Are you the right applicant for this opportunity Find out by reading through the role overview below.
Our team is led by Stefano Ermon (co-inventor of diffusion models, flash attention, and DPO; faculty at Stanford), Aditya Grover (co-inventor of node2vec and decision transformers; faculty at UCLA), and Volodymyr Kuleshov (prev. co-founder and CTO at Afresh Technologies; faculty at Cornell), and includes engineers from Google Deepmind, Meta AI, Microsoft AI, and OpenAI. We are currently deploying large-scale diffusion LLMs at Fortune 500 companies.
Role Overview We seek experienced Machine Learning Engineers to shape how we collect, process, and curate the datasets that power our models. This interdisciplinary role combines engineering expertise with research insights to build scalable data pipelines, develop synthetic data generation techniques, and ensure our models are trained on high-quality, diverse datasets.
Key Responsibilities
Design and implement scalable data pipelines for processing petabyte-scale datasets
Build systems for web crawling, data ingestion, and real-time data processing to support model training operations
Develop tools and frameworks for efficient data storage, retrieval, and versioning across distributed systems
Develop techniques for collecting, augmenting, filtering, and synthesizing training data using LLMs and other ML methods
Create evaluation frameworks to measure data diversity, quality, and representativeness
Build systems for human-in-the-loop data validation and annotation workflows
Ensure data collection adheres to privacy regulations
Collaborate with ML researchers to identify data requirements and optimize training recipes
Qualifications
BS/MS/PhD in Computer Science, Machine Learning, or related field (or equivalent experience)

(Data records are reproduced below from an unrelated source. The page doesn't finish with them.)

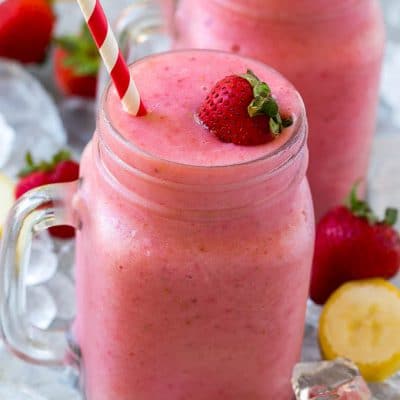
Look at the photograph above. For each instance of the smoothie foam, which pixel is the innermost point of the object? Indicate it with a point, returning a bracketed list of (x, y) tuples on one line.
[(192, 279), (173, 95)]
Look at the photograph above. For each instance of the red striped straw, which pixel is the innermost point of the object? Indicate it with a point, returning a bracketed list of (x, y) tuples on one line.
[(112, 57)]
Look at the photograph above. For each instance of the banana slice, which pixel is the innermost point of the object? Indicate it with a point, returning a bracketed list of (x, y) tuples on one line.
[(361, 322)]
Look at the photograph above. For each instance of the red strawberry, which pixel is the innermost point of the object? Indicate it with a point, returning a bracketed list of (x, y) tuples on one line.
[(60, 169), (35, 179), (25, 29), (76, 64), (241, 110), (352, 244)]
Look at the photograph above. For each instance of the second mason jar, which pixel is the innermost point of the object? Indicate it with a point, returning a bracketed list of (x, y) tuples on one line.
[(193, 255), (330, 50)]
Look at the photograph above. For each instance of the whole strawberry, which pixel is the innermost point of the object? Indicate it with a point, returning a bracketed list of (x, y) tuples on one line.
[(60, 169), (25, 29), (241, 110), (76, 64), (352, 244)]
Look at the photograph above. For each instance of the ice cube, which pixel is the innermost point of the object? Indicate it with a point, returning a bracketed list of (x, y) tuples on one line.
[(41, 307), (7, 139), (62, 290), (31, 113), (43, 260), (329, 380), (79, 116)]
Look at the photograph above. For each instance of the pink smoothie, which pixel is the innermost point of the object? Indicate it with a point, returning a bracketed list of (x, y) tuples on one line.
[(194, 255), (331, 51)]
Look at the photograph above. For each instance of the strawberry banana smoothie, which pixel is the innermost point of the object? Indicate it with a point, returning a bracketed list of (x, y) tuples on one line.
[(330, 50), (194, 255)]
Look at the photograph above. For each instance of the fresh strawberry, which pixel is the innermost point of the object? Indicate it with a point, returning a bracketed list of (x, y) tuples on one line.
[(60, 169), (25, 29), (240, 109), (351, 244), (76, 64), (35, 179)]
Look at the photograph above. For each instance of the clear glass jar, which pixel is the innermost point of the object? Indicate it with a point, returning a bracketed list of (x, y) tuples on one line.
[(331, 51), (191, 280)]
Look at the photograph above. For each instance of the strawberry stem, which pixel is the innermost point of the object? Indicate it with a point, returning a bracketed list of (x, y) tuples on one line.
[(361, 209), (264, 104), (82, 54), (45, 166)]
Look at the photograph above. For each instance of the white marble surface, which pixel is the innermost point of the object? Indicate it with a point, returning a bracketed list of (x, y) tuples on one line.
[(19, 380)]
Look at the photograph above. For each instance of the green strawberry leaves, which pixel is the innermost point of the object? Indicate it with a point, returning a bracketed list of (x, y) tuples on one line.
[(44, 166), (264, 104), (83, 56), (360, 208)]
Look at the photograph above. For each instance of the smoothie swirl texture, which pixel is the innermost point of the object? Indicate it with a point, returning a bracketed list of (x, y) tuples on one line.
[(172, 110)]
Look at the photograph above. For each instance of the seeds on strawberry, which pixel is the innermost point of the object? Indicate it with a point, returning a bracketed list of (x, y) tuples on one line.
[(241, 110), (352, 243), (76, 64), (60, 169)]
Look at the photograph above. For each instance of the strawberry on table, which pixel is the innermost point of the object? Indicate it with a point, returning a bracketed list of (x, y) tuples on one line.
[(240, 109), (76, 64), (59, 169), (352, 244), (26, 27)]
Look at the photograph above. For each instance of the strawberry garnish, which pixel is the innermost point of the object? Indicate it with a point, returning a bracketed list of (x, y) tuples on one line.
[(59, 169), (240, 109), (25, 29), (351, 244), (76, 64)]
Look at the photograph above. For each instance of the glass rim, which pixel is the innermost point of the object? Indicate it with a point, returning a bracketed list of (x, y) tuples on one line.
[(299, 129)]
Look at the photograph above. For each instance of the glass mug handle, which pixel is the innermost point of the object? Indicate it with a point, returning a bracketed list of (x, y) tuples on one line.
[(41, 208)]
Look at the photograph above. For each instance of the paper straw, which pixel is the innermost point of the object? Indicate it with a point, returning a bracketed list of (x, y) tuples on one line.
[(112, 57)]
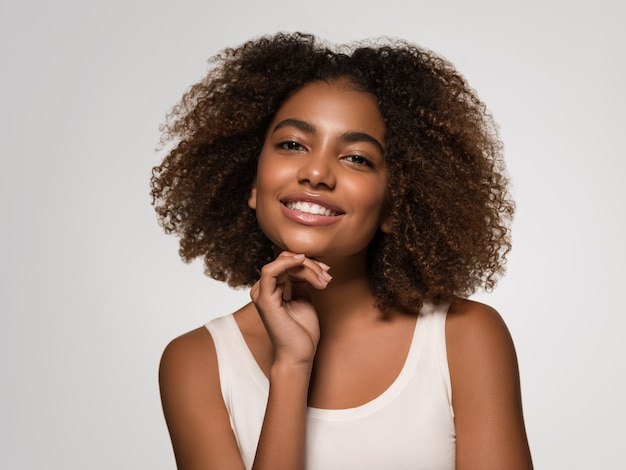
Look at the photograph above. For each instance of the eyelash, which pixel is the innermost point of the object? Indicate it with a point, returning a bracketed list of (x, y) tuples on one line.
[(290, 145), (293, 146)]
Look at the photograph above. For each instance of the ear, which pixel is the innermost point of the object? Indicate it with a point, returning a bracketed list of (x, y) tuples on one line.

3+ years of experience building data processing pipelines at scale, particularly with AI/ML applications
Strong proficiency in Python and experience with data processing frameworks (Apache Spark, Beam, Airflow)
Experience with distributed computing and large-scale data storage systems (HDFS, S3, BigQuery)
Solid understanding of machine learning fundamentals and experience with ML frameworks (PyTorch, TensorFlow)
Experience with SQL and NoSQL databases for managing structured and unstructured data
Familiarity with version control (Git) and infrastructure as code practices
Strong analytical skills with attention to detail in data quality assessment
Excellent communication skills to work effectively with researchers and engineers
Preferred Skills
Experience with large language models and understanding of tokenization, embeddings, and model architectures
Familiarity with web scraping, crawling technologies, and Common Crawl datasets
Experience managing human annotation workflows and quality control processes
Experience with vector databases and embedding-based retrieval systems
Familiarity with synthetic data generation techniques and data augmentation strategies
Knowledge of data privacy regulations and ethical AI practices
Why Join Us
Impact: Deploy LLMs that transform how millions of users work, create, and solve real-world problems.
Innovation: Pioneer novel data recipes for diffusion LLMs.
Growth: Enjoy a fast-paced, collaborative environment where your contributions will directly shape the future of generative AI.
Perks & Benefits
Competitive salary and equity in a rapidly growing startup.
Flexible vacation and paid time off (PTO).
Health, dental, and vision insurance.
Professional development opportunities (conferences, courses, etc.).
This is an exciting opportunity to join a startup at the forefront of AI development! If you’re ready to make a tangible impact in the world of generative AI, apply today.
We are an equal opportunity employer and encourage candidates of all backgrounds to apply.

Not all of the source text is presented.